Bitcoin: There’s a Good Reason Why Amazon’s Head of Payments is Skeptical

Apr 29, 2014

Jeff Glenzer CTP, Vice President and Chief Operating Officer, AFP

It may be stating the obvious, but risk is inherent in all markets—it is one of the many hurdles we face in finance. In today’s wildly fluctuating economy, we must be constantly vigilant, ever prepared for change. Today’s hottest finance trend could be tomorrow’s doom.

The news and hype surrounding Bitcoin serve as an appropriate metaphor for our times—part cautionary tale, part crystal ball into a growing finance trend. With potentially powerful benefits, Bitcoin also demonstrates the importance of differentiating between a craze and simple common sense.

The Internal Revenue Service treats bitcoins as property, not as currency, which also has major implications—most important, they are not fungible, nor are they subject to capital gains tax.

While the bitcoin system certainly has its share of skeptics, there are plenty of cheerleaders as well. According to some recent research, “at current valuation, the bitcoin system surpasses the average market cap of $4.5 billion of the world’s three largest wire-transfer services: Western Union, MoneyGram, and Euronet.”

And no less a financial figure than Ben Bernanke recently said virtual currencies “may hold long-term promise, particularly if the innovations promote a faster, more secure, and more efficient payment system.” But are payments professionals ready to accept bitcoins?
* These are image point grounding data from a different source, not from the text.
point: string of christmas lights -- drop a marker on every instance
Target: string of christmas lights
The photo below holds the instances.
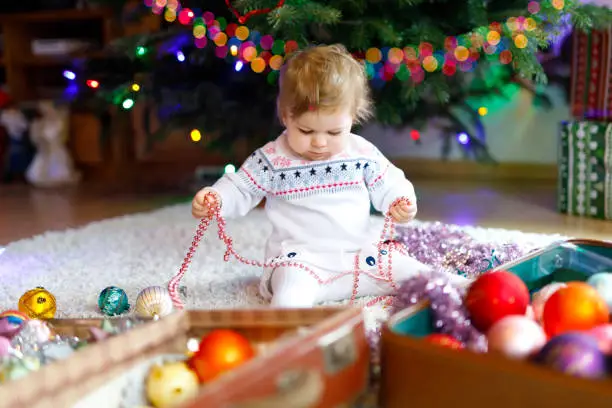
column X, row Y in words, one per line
column 264, row 54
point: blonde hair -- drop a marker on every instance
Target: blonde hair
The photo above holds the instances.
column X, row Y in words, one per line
column 324, row 78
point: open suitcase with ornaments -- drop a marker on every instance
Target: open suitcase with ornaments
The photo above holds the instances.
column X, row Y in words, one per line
column 301, row 358
column 417, row 373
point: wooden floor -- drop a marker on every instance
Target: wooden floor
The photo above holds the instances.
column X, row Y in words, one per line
column 26, row 211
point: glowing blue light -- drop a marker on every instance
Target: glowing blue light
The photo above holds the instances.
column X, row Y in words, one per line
column 463, row 138
column 69, row 75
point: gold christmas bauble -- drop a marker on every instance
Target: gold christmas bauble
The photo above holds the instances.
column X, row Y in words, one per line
column 38, row 303
column 171, row 384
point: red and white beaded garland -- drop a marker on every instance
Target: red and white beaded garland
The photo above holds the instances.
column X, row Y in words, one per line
column 385, row 244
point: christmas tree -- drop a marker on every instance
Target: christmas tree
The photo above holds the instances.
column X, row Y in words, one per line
column 213, row 66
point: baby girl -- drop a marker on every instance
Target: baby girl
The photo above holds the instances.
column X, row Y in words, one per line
column 319, row 180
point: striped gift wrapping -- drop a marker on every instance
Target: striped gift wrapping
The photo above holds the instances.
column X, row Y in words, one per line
column 585, row 169
column 591, row 76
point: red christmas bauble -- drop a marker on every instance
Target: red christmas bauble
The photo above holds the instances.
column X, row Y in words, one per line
column 220, row 351
column 576, row 307
column 444, row 340
column 495, row 295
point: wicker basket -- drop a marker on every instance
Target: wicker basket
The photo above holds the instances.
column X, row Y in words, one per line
column 318, row 358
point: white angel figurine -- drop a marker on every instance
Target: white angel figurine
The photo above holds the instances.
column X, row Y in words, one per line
column 52, row 165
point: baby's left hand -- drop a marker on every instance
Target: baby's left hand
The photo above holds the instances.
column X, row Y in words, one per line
column 402, row 211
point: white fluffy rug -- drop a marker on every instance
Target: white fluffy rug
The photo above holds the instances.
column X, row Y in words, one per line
column 147, row 249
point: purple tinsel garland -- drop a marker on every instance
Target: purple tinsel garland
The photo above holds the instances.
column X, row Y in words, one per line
column 450, row 248
column 447, row 248
column 446, row 303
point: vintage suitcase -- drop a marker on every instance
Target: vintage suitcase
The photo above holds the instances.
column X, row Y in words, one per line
column 312, row 358
column 419, row 374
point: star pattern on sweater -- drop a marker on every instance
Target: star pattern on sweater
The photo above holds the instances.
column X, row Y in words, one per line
column 355, row 172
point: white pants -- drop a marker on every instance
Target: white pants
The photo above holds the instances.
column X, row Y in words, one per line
column 302, row 278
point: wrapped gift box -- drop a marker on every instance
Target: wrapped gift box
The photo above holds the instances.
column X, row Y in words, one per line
column 416, row 373
column 585, row 169
column 317, row 355
column 591, row 77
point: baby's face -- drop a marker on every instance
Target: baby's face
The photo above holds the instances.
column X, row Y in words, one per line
column 318, row 135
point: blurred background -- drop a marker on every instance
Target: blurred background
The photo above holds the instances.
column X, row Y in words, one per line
column 497, row 110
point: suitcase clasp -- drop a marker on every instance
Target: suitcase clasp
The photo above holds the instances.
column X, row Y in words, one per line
column 339, row 349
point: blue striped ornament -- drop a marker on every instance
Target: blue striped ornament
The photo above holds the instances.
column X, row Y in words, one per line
column 113, row 301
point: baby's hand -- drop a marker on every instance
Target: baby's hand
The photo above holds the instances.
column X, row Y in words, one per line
column 204, row 203
column 402, row 211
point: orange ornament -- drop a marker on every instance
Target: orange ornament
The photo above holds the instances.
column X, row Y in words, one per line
column 576, row 307
column 220, row 351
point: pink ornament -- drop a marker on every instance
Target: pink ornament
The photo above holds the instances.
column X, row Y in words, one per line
column 530, row 313
column 516, row 337
column 5, row 346
column 541, row 296
column 603, row 335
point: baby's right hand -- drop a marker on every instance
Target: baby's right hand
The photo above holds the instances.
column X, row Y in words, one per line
column 204, row 203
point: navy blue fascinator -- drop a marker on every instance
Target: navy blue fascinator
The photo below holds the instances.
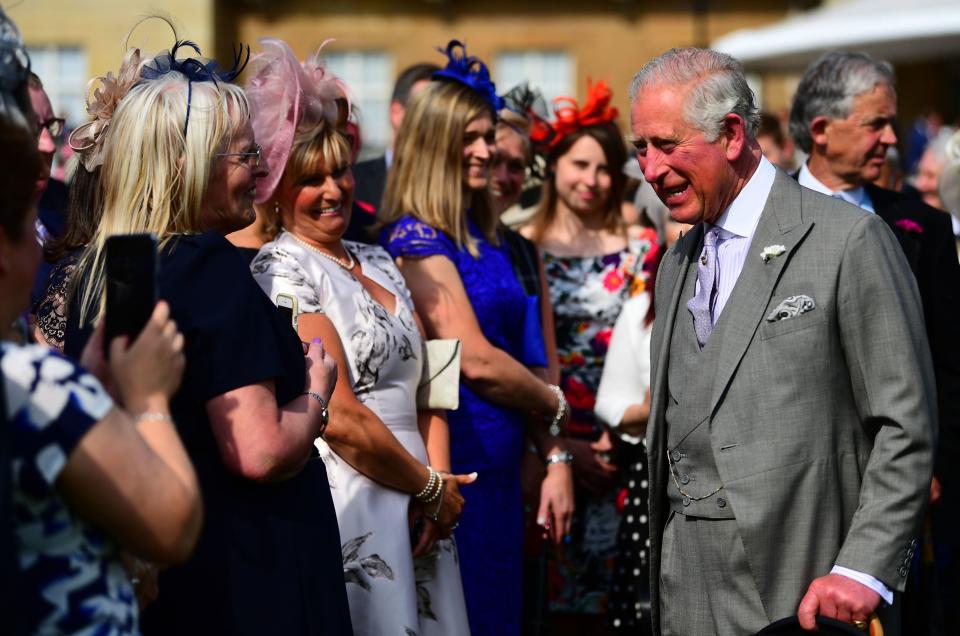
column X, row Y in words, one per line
column 470, row 71
column 195, row 69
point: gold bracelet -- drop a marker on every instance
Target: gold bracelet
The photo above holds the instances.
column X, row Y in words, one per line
column 431, row 484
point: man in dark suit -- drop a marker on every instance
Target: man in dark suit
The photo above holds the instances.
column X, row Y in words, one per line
column 842, row 116
column 371, row 175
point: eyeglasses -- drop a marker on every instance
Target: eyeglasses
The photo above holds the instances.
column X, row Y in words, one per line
column 256, row 154
column 54, row 126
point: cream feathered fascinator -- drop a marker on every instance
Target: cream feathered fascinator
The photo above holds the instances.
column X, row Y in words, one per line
column 286, row 95
column 14, row 68
column 87, row 139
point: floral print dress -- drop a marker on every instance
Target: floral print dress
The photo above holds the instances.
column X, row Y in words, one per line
column 389, row 591
column 587, row 294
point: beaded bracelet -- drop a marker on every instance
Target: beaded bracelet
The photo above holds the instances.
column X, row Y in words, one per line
column 153, row 416
column 431, row 485
column 437, row 492
column 435, row 515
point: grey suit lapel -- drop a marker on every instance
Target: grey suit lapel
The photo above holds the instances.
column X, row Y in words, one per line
column 781, row 223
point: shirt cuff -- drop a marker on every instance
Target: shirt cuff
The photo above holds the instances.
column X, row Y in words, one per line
column 885, row 592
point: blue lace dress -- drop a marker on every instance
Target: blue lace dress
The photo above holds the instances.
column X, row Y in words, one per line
column 484, row 437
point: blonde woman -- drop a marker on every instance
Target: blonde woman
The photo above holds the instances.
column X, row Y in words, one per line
column 251, row 402
column 442, row 231
column 384, row 458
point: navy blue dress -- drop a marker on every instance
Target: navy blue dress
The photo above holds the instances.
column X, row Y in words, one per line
column 268, row 560
column 484, row 437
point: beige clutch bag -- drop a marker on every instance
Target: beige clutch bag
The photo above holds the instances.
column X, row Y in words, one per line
column 440, row 383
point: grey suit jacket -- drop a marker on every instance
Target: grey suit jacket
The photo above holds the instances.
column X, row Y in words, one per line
column 822, row 425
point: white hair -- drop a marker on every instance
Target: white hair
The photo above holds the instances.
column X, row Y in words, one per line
column 719, row 88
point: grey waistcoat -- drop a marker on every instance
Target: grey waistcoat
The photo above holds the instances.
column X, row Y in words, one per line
column 690, row 384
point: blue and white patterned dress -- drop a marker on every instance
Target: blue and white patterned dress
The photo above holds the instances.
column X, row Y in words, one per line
column 71, row 580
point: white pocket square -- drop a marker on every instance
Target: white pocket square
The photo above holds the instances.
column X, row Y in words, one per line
column 791, row 307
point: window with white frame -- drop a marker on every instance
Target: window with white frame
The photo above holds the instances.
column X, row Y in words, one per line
column 63, row 71
column 369, row 74
column 551, row 72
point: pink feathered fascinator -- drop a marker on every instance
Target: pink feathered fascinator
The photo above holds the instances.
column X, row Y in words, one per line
column 286, row 95
column 87, row 139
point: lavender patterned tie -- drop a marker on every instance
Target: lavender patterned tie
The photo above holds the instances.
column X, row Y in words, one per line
column 701, row 305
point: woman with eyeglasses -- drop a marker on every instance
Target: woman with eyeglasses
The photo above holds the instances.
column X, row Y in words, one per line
column 252, row 402
column 443, row 232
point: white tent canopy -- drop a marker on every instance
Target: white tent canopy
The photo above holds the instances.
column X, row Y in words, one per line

Here are the main reasons why finance and payments professionals globally are not as enthusiastic about bitcoins:

  • Safe Haven for Illegal Transactions: Bitcoins can be traded anonymously, making trades difficult to track—meticulous and reliable records are imperative. U.S. Treasury Secretary Jack Lew recently expressed his concern about Bitcoin being used for illegal activity. The anonymous nature of bitcoins makes it extremely difficult for treasury and payment professionals to track illegal activities like money laundering and terrorist financing activities.
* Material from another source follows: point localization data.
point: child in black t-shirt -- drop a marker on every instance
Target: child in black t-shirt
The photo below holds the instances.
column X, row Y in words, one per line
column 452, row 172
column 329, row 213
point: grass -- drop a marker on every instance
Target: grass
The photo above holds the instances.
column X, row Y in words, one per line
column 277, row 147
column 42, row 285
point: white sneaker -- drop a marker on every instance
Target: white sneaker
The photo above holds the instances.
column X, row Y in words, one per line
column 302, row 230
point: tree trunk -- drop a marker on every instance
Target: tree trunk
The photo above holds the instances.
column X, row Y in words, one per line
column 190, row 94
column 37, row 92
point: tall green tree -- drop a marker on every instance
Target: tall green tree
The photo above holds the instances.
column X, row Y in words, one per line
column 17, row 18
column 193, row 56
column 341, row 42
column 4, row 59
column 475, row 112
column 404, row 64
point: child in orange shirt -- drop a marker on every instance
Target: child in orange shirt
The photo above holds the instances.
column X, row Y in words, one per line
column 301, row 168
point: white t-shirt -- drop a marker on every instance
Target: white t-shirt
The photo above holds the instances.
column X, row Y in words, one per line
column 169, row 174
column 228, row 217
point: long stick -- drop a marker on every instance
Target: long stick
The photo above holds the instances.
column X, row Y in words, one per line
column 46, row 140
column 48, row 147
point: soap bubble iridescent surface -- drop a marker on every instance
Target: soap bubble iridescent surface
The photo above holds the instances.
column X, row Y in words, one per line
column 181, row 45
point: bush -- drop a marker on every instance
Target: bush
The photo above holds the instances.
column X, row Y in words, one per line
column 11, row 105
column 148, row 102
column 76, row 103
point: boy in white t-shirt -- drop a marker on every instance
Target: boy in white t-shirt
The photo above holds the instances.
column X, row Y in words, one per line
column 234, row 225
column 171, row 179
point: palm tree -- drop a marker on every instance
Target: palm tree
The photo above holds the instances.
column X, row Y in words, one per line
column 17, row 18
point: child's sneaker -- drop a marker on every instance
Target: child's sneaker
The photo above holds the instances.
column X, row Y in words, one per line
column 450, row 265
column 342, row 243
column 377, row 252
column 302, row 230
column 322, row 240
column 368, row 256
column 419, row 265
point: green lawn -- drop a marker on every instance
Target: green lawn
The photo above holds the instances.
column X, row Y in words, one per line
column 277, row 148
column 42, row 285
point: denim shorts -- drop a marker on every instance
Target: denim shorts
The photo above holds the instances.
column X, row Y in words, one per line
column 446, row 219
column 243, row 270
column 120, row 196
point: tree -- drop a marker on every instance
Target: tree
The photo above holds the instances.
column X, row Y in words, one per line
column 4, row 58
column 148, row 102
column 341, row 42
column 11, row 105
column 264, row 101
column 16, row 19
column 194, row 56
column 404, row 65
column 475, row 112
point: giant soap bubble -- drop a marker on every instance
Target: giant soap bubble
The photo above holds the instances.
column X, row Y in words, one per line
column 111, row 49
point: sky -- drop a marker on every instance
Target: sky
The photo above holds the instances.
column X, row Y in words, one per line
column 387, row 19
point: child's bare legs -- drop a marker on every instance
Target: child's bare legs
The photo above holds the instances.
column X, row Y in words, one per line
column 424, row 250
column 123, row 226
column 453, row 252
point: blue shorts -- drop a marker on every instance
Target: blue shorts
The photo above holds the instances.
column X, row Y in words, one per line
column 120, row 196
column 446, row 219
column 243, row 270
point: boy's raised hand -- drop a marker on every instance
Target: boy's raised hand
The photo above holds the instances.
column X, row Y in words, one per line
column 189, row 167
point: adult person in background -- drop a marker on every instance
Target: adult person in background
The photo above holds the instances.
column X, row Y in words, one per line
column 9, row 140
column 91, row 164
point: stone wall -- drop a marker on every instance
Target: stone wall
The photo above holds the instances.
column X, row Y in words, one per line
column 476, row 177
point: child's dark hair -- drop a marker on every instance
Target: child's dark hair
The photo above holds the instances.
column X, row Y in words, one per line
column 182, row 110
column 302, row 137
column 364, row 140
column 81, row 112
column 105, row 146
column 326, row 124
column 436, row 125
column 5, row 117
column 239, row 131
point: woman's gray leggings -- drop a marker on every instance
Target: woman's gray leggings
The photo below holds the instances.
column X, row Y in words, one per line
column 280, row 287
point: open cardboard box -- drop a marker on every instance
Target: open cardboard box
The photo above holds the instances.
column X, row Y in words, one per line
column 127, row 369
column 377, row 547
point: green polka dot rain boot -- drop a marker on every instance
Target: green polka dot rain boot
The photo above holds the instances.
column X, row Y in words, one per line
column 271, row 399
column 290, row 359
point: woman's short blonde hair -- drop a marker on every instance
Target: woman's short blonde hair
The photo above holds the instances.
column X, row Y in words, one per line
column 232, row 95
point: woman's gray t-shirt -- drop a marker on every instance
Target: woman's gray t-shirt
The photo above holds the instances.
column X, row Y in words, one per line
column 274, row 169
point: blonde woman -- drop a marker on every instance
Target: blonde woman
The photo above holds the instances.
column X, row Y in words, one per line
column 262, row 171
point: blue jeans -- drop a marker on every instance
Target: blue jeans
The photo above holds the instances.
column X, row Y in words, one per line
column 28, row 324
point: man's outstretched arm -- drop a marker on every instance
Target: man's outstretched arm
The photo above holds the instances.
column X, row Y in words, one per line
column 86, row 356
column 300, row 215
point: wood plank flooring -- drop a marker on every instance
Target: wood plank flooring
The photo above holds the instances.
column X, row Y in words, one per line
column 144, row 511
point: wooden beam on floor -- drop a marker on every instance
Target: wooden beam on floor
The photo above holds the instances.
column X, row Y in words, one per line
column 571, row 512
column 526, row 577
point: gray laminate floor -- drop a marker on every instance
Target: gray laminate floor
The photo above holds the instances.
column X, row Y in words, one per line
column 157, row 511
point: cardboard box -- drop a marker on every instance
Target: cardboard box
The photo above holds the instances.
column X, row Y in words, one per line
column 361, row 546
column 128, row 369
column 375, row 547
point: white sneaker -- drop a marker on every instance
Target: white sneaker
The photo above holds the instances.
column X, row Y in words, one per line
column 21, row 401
  • Volatility and Absence of Legal Oversight Hinders Acceptance: One of the biggest risks associated with accepting Bitcoin as a form of payment is its volatility and the absence of legal oversight; e.g. its dramatic tumble in December 2013 following the Chinese central bank warning that “Bitcoins don't have any legal status or monetary equivalent and shouldn't be used as currency, adding that financial institutions and payment systems could not sell, trade or store Bitcoins.” The high volatility coupled with a lack of any legal governance is the main reason why payment heads must tread carefully in accepting bitcoins as a form of currency.
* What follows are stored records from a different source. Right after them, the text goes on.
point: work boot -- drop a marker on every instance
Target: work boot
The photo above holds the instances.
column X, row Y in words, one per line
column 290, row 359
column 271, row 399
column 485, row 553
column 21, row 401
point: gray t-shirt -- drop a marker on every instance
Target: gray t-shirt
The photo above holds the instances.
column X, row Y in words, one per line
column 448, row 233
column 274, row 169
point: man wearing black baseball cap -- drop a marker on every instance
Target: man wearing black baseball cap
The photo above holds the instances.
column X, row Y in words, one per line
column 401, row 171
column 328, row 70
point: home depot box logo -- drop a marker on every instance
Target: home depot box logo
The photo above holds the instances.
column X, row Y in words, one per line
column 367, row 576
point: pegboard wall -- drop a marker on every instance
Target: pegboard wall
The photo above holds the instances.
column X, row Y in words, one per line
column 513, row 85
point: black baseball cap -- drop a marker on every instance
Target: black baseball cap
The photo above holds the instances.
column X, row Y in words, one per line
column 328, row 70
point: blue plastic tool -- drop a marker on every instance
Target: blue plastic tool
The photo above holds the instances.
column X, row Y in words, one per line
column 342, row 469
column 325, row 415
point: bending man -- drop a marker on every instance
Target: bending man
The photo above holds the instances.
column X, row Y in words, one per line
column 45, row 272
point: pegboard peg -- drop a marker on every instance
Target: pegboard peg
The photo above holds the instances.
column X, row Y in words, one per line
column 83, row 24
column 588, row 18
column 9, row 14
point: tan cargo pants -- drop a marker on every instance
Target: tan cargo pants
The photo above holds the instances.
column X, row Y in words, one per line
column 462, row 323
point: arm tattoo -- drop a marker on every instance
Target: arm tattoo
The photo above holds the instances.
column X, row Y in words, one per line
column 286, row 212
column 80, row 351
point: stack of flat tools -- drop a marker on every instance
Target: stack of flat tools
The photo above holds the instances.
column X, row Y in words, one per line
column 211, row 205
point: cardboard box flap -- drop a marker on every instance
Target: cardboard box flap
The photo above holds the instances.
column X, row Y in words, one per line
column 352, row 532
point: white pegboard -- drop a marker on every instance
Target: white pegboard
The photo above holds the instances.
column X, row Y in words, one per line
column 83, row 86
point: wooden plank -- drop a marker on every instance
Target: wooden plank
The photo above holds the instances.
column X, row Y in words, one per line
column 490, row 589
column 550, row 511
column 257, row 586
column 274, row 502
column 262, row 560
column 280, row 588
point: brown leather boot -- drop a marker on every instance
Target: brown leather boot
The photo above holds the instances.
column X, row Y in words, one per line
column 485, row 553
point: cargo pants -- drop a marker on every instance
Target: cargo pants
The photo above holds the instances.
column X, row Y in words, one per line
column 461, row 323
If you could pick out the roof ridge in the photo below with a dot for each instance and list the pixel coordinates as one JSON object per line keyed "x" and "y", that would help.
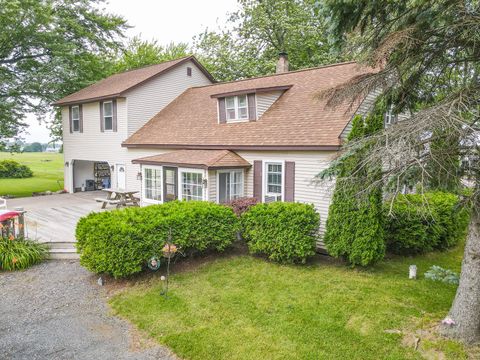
{"x": 151, "y": 65}
{"x": 221, "y": 156}
{"x": 272, "y": 75}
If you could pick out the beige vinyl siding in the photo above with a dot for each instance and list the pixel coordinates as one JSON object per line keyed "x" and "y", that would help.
{"x": 212, "y": 185}
{"x": 265, "y": 100}
{"x": 307, "y": 165}
{"x": 148, "y": 99}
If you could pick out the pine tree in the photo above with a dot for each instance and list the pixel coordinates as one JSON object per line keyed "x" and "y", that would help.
{"x": 355, "y": 221}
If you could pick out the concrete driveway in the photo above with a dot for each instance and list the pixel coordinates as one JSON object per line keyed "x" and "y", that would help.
{"x": 56, "y": 310}
{"x": 53, "y": 218}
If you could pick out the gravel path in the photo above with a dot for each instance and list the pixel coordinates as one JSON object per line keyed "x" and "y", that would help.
{"x": 56, "y": 311}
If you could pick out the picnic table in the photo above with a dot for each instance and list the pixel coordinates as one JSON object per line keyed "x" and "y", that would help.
{"x": 119, "y": 197}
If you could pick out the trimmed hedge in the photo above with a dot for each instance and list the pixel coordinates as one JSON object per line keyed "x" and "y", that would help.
{"x": 10, "y": 169}
{"x": 425, "y": 222}
{"x": 120, "y": 242}
{"x": 285, "y": 232}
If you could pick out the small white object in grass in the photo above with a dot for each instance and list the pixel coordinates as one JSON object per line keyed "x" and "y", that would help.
{"x": 448, "y": 321}
{"x": 412, "y": 272}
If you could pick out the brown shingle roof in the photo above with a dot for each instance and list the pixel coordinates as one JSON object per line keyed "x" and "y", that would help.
{"x": 117, "y": 84}
{"x": 297, "y": 120}
{"x": 207, "y": 159}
  • Security a Big Concern: The safety and security of Bitcoin is suspect, at best. The world’s largest Bitcoin exchange, Mt. Gox, filed for bankruptcy after hackers apparently drained it of several million Bitcoins, casting serious doubt on whether the money can ever be recovered. The Mt. Gox incident proved that Bitcoin like any other payment form is susceptible to cyber-attacks, a critical issue that keeps finance and payments organizations awake at night.

  • Lack of Consumer Confidence: Amazon, the largest online retailer recently announced that that it has no immediate plans to accept bitcoins. According to Amazon’s head of payments, “Obviously it gets a lot of press and we have considered it, but we’re not hearing from customers that it’s right for them.” This general lack of consumer confidence is making payments professionals take a more cautious approach to bitcoins even though other major retailers, including the largest online furniture outlet,, accept bitcoins.

Pindar Wong, a Hong Kong-based consultant who has been working on Internet-based payment technologies, recently told Reuters: “Money, or what one perceives as money, is just a form of disintermediated trust. There's a whole scope of innovation here, and we're just touching the tip of a very big iceberg." Whether bitcoins could one day be completely worthless or become the most popular form of payment is a debate that I believe will continue. In the meantime, I hope heads of finance and payment organizations are treading more cautiously and taking a calculated risk with bitcoins.